3 tablespoons rice wine vinegar or coconut vinegar
1/4 cup olive oil
pinch of salt and pepper
For the salad
head of romaine lettuce, chopped
2–3 mandarin oranges, peeled
1 package of cole slaw mix (carrots, red cabbage, green cabbage)
2–3 green onions, chopped
1 tablespoon black sesame seeds
For the salmon
1 pound salmon, cut into 4 filets
pinch of salt
3 tablespoons sriracha
2 tablespoons honey
Preheat oven to 425 degrees. Line a baking sheet with foil.
Place all ingredients for the dressing in a jar, close and shake well. Place in the fridge while you finish the rest of the salad.
Add all ingredients for the salad in a large serving bowl then set aside.
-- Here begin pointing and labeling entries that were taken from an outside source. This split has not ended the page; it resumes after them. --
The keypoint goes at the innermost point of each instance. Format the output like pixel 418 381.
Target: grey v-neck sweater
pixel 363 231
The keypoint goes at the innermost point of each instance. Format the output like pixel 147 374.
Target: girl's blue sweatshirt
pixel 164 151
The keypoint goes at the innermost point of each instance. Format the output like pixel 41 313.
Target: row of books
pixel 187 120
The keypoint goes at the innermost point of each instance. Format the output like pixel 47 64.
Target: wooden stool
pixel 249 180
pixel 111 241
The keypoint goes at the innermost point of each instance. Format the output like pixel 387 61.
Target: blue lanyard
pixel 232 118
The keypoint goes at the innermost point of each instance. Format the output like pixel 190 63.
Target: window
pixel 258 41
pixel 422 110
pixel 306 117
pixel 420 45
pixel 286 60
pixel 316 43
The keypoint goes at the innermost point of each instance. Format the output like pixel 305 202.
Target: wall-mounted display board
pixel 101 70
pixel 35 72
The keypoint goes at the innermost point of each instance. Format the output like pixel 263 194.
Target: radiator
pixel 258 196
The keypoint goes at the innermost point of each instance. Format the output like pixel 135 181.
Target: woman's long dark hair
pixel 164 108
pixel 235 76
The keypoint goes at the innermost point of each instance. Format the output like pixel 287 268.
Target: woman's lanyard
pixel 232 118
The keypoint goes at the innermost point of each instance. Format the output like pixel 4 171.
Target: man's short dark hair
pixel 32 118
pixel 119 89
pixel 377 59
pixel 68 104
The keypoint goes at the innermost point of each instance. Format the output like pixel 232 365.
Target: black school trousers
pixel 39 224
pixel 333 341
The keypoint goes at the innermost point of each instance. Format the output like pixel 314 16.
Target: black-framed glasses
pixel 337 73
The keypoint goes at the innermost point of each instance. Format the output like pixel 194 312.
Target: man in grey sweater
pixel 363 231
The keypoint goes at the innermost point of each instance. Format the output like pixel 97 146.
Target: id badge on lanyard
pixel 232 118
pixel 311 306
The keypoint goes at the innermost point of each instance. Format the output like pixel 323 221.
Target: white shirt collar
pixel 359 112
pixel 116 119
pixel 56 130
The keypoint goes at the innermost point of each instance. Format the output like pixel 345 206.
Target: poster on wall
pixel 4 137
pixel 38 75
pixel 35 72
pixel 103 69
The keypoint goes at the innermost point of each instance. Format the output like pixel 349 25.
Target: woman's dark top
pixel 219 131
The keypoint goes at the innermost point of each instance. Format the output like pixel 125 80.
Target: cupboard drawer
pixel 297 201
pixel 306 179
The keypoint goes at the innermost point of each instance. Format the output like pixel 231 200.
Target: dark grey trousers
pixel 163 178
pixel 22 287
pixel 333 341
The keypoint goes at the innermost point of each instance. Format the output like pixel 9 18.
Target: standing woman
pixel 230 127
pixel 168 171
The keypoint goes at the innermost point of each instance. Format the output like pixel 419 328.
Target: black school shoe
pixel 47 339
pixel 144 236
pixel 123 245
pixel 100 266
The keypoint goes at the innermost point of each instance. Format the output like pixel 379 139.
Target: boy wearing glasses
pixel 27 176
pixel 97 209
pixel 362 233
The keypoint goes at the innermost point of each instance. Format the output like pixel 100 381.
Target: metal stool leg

Lastly, mix together sriracha and honey. Place salmon filets on baking sheet and sprinkle with salt. Then use a brush to brush on the sriracha/honey mixture onto all the filets. Place in oven to bake for 8-10 minutes (this will depend on the thickness of your filets) to cook until medium.
To make salad: pour dressing onto salad (whatever amount you prefer) and toss, top with salmon, green onions, sliced almonds and black sesame seeds. Easy as that!